A Sadat and Mubarak-era strategy
Joseph Massad, Associate Professor of Modern Arab Politics and Intellectual History at Columbia University, states that this goes back to President Anwar El-Sadat’s alliance with the US and Israel in the 1970s, which took root with the Camp David Peace Accords.
As a result, this new class of business elites, which formed at the time as a result of the US and Israel’s interests, targeted the Palestinian people in an attempt to delegitimise their cause.
“The Palestinians are the weakest outside group who can be blamed for Egypt’s problems,” Massad told Ahram Online by email, claiming the anti-Palestine rhetoric is in the interest of champions of a non-Arab Egyptian nationalism that is anti-Arab, pro-Israel, and pro-American.
He further stated that this campaign against the Brotherhood, which is financed and led by the feloul, or former regime figures, continues to use the same strategy of linking Hamas to acts that harm its interests.
Massad asserts that Mubarak used Hamas throughout his reign as a scapegoat for Egyptian military and economic problems, until the 2011 uprising when he insisted that it was Hamas that was inciting protests and was responsible for releasing prisoners.
In Massad’s view, the Brotherhood have adopted a policy of expediency, as on the one hand, they try to champion the Palestinian cause and Hamas, while on the other hand, they continue the siege on Gaza to an even worse extent than when Mubarak was in power. This is most evident with the Brotherhood’s silence on the army’s recent campaign to destroy the tunnels between Gaza and Egypt “in accordance with Israeli and American orders,” Massad affirmed.
Palestinian-Egyptian researcher Abdullah Al-Bayyary argues that if Morsi was in an alliance with the Palestinians in their struggle against the occupation, Israel would not have called on the Egyptian government to intervene in forging a truce during Israel’s November 2012 ‘Pillar of Defense’ operation.
For Massad, the Muslim Brotherhood are trying to prove to the United States that they are worthy allies who continue to uphold the Camp David Peace Accords, and “will execute America’s neoliberal economic programme for Egypt more faithfully than Mubarak.”

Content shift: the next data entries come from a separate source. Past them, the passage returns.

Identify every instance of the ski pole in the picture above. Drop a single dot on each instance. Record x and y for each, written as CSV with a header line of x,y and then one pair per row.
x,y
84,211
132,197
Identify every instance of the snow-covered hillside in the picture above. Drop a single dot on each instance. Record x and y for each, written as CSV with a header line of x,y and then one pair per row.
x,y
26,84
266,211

Repercussions of the anti-Palestine campaign
Against the backdrop of such political debates and accusations, those who bear the burden are the Palestinian people themselves, regardless of their political or ideological tendencies.
“Some Palestinians are feeling obliged to hide their identity to avoid unneeded discussions or being put in a situation where they have to defend themselves from illogical accusations,” said Al-Biqawi.

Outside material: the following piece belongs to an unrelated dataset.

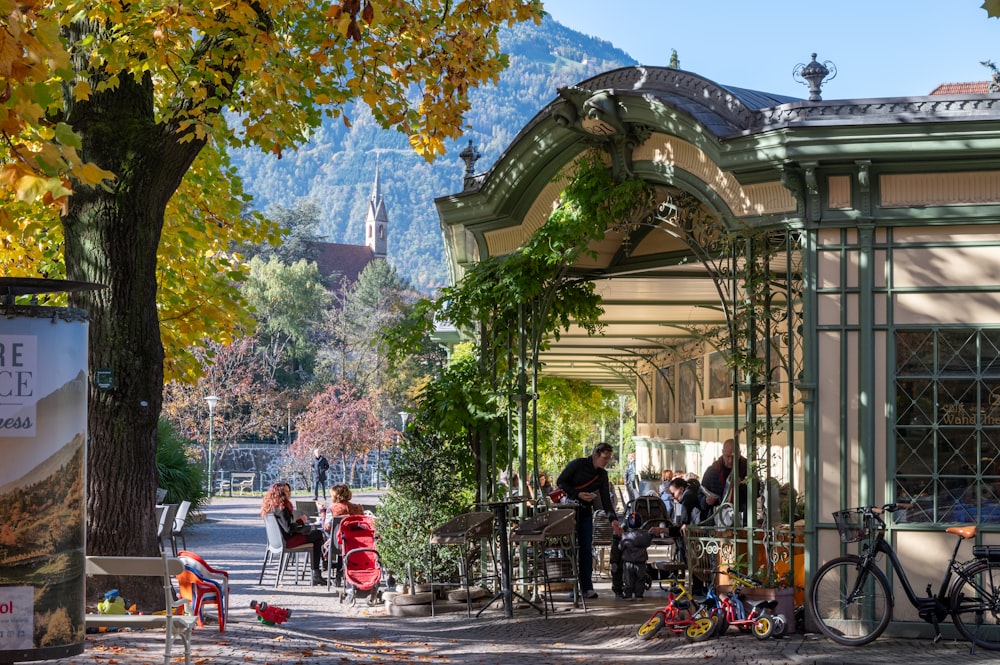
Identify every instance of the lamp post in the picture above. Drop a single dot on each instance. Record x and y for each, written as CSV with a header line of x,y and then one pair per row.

Al-Biqawi, an activist who took part in Egypt’s 18-day uprising, criticised the “hate campaign against Palestinians,” claiming it has made many Palestinians worried and has reminded them of the rough conditions they faced in the past under the regime of Mubarak, when a ban on Hamas members and their families entering or exiting Egypt subsequently ended up being applied to all Palestinians, and many Palestinian students were deported from Egypt.
Al-Biqawi stated that what makes the situation more worrying for him is the silence by post-revolution leaders, or even the opposition, who abstain from denouncing the anti-Palestine rhetoric for fear of taking up an unpopular cause at such a time.
He asserted that this is the norm, except for a few opposition figures like former Nasserist presidential candidate Hamdeen Sabbahi.
In a meeting held a week ago between the Sabbahi’s Egyptian Popular Current and a Hamas delegation who were visiting Egypt, the former affirmed that its opposition to the Muslim Brotherhood would in no way affect its position on Hamas or its struggle against the Israeli occupation.
A week ago, Al-Biqawi says that two Palestinians were ordered to get off a microbus by the driver upon finding out their identity, who told them, “you are the ones who killed the soldiers in Rafah.”
“I strongly believe that even though we were liberated from Mubarak’s regime, we inherited a lot. His and his predecessor Sadat’s defamation of Palestinians has resulted in Egypt turning its back on the Palestinian cause,” said Al-Biqawi.